Die Kostgänger haben dagegen ein herrliches Leben, denn sie bringen dem ehrwürdigen Herrn dreimal soviel Guineen als die Schüler. Nur einige Schüler, deren Eltern es zu bezahlen vermögen, gehören auch dazu. Diese nehmen zwar an den Schulstunden teil, essen aber an dem gut besetzten Tische, können nach Herzenswunsch im Lustgarten und im Obstgarten ihr Wesen treiben, während ihre Kameraden auf dem öden Hofe bleiben müssen und entsetzlich geprügelt werden, wenn sie sich einmal in jene verbotenen Reviere eingeschlichen haben. So müssen die Kinder schon in der Jugend lernen, daß dem Reichen alles erlaubt, und Geld daher das höchste Ziel ist, wonach man zu trachten hat.

Hat ein Knabe einen Fehler begangen, seine Lektion nicht gelernt oder beim Spiel Unordnung gemacht, so wird ihm vom Lehrer zur Strafe aufgegeben, eine Seite Griechisch oder Latein auswendig zu lernen. Wenn er diese zur bestimmten Zeit nicht auswendig weiß, so schreibt der Lehrer seinen Namen auf und legt ihn auf's Katheder des Herrn Lancaster. Abends werden dann die so Verklagten zu ihm ins Studierzimmer gerufen, so viel ihrer sind, alle zugleich. Er redet sie mit Sir oder Gentleman an und fragt, ohne fernere Untersuchung ihres Vergehens, ob sie ihre Aufgabe gewußt haben? Sie müssen natürlich mit "Nein" antworten. Ohne sich auf etwas Weiteres einzulassen, fragt er: was sie dafür verdient hätten? Sie antworten: geprügelt zu werden, und ohne Aufschub vollzieht der sehr ehrwürdige Herr an ihnen dies Urteil mit eigener Hand, oft an sieben oder acht nacheinander, ohne Rücksicht, ob der Knabe sechs oder sechzehn Jahre alt ist, und dazu auf die beschimpfendste Weise.

Haben zwei Knaben miteinander Streit gehabt oder sich geschlagen, so verklagt einer den anderen; wenn aber auch seine Klage noch so sonnenklar wäre, er bekommt kein Recht, solange der Beklagte leugnet. Der Kläger muß Zeugen mitbringen; sagen dagegen er und seine Zeugen noch so augenscheinlich die Unwahrheit, der Beklagte wird bestraft, wenn er nicht andere Zeugen beibringen kann, die seine Unschuld beweisen. Alles wird nach der Form abgetan wie vor englischen Richterstühlen; den Charakter der Kinder zu ergründen, ihr Gefühl für Recht und Unrecht im höheren Sinn, ihre Liebe für das eigentliche Wissen zu bilden, daran denkt niemand.
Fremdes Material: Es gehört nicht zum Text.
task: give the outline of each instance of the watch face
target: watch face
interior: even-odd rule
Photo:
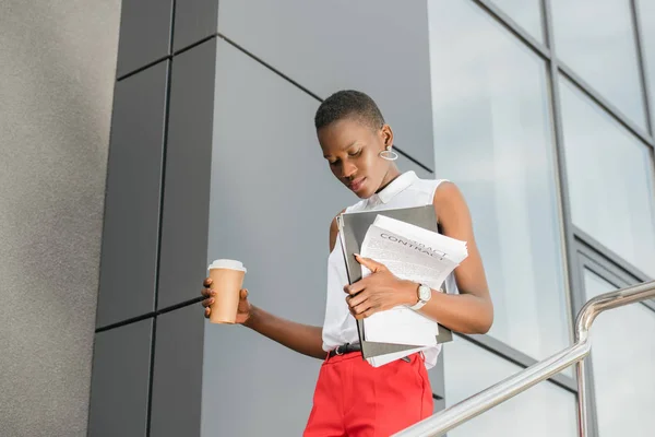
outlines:
[[[429,286],[421,285],[418,288],[418,297],[424,302],[430,300],[430,297],[432,297],[432,291]]]

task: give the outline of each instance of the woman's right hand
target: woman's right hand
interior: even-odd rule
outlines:
[[[205,318],[209,319],[210,315],[212,314],[212,308],[210,308],[210,305],[212,305],[214,303],[214,297],[216,296],[216,292],[211,288],[211,286],[212,286],[211,277],[206,277],[203,282],[203,285],[204,285],[204,288],[202,290],[202,292],[200,294],[203,297],[205,297],[205,299],[202,300],[202,306],[205,307]],[[248,290],[242,288],[240,291],[240,295],[239,295],[239,306],[237,308],[236,322],[243,324],[250,319],[251,315],[252,315],[252,305],[250,305],[250,302],[248,302]]]

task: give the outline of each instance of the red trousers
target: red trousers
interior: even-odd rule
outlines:
[[[432,414],[421,354],[372,367],[358,352],[325,359],[303,437],[389,437]]]

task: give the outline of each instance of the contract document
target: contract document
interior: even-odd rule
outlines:
[[[361,243],[360,256],[384,264],[395,276],[439,291],[445,279],[468,256],[466,243],[437,232],[378,215]],[[371,272],[361,267],[362,277]],[[415,346],[368,358],[381,366],[437,344],[439,326],[407,306],[376,312],[364,319],[365,340]]]

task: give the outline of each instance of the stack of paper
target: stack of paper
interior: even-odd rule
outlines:
[[[466,243],[384,215],[369,226],[360,255],[384,264],[403,280],[439,290],[449,274],[468,256]],[[362,277],[370,271],[362,267]],[[367,358],[376,367],[437,344],[436,321],[398,306],[364,320],[366,340],[417,346],[400,353]]]

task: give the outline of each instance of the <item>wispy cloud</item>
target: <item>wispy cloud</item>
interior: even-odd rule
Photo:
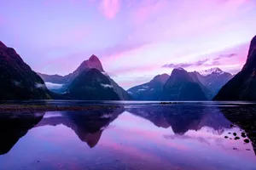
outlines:
[[[112,88],[113,86],[109,84],[101,84],[104,88]]]
[[[120,0],[102,0],[99,10],[108,18],[113,19],[119,12],[121,6]]]
[[[190,66],[201,66],[205,65],[209,60],[205,59],[203,60],[198,60],[196,62],[191,62],[191,63],[178,63],[178,64],[166,64],[164,65],[162,67],[164,68],[177,68],[177,67],[182,67],[182,68],[187,68]]]

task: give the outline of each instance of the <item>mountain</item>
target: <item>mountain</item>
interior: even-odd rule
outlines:
[[[42,78],[16,51],[0,42],[0,100],[50,99]]]
[[[189,74],[194,82],[200,84],[208,99],[212,99],[219,89],[233,77],[230,73],[224,72],[218,67]]]
[[[183,68],[173,69],[163,87],[161,100],[207,100],[205,93]]]
[[[132,97],[105,73],[100,60],[91,55],[67,76],[40,74],[48,88],[73,99],[130,100]],[[67,92],[67,93],[66,93]]]
[[[97,69],[84,71],[79,74],[67,88],[67,95],[74,99],[84,100],[124,100],[120,87],[114,87],[113,82]],[[125,90],[124,90],[125,91]],[[126,92],[125,92],[126,93]]]
[[[45,82],[52,82],[56,84],[69,84],[76,76],[78,76],[84,71],[89,71],[90,69],[97,69],[102,72],[105,72],[100,60],[96,55],[91,55],[89,60],[84,60],[81,65],[72,73],[64,76],[60,75],[47,75],[38,73]]]
[[[167,74],[158,75],[149,82],[133,87],[127,92],[136,100],[159,100],[169,76]]]
[[[200,78],[201,83],[212,90],[214,94],[217,94],[220,88],[233,77],[230,73],[224,72],[218,67],[207,70],[201,75],[203,76]]]
[[[243,68],[219,90],[213,99],[256,100],[256,36],[251,41]]]

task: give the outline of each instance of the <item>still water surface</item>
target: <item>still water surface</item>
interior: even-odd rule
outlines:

Wir enthalten uns aller Bemerkungen über eine solche Erziehungsmethode, jeder macht sie gewiß selbst und fühlt, welchen Vorzug auch in dieser Rücksicht wir Deutsche vor jenen stolzen Insulanern haben, und welche Resultate sich von einer solchen frühen Behandlung erwarten lassen.

Sonntagmorgens werden die Schüler im Schulzimmer versammelt. Herr Lancaster ist nicht Prediger in Wimbledon, sondern Merton, einem eine halbe Stunde weit entlegenen Dorfe; aber zu seiner Übung hält er seinen Schülern die Predigt, die er mittags dort halten wird, erst einmal in der Frühe. Damit verbindet er den in der englischen Liturgie vorgeschriebenen Gottesdienst, so daß das Ganze eine starke Stunde währt. Um elf Uhr werden sie in sauberen Sonntagskleidern paarweise auf dem Hofe rangiert und treten dann in Begleitung der vier Lehrer den Marsch nach der Wimbledoner Kirche an, wo sie bei Predigt, Gesang und Litanei zwei Stunden verweilen müssen. Nachmittags werden sie wieder auf die nämliche Weise zur Kirche getrieben, und abends um acht Uhr wird abermals in der Schulstube großer Gottesdienst gehalten, wobei wieder des Königs und seines Hauses gedacht wird. Zwischen allen diesen Andachtsübungen müssen sie in der Bibel lesen und dürfen in Begleitung der Lehrer einen Spaziergang machen; alle Spiele aber und alle lauten Ausbrüche der Freude sind hoch verpönt, und werden streng bestraft.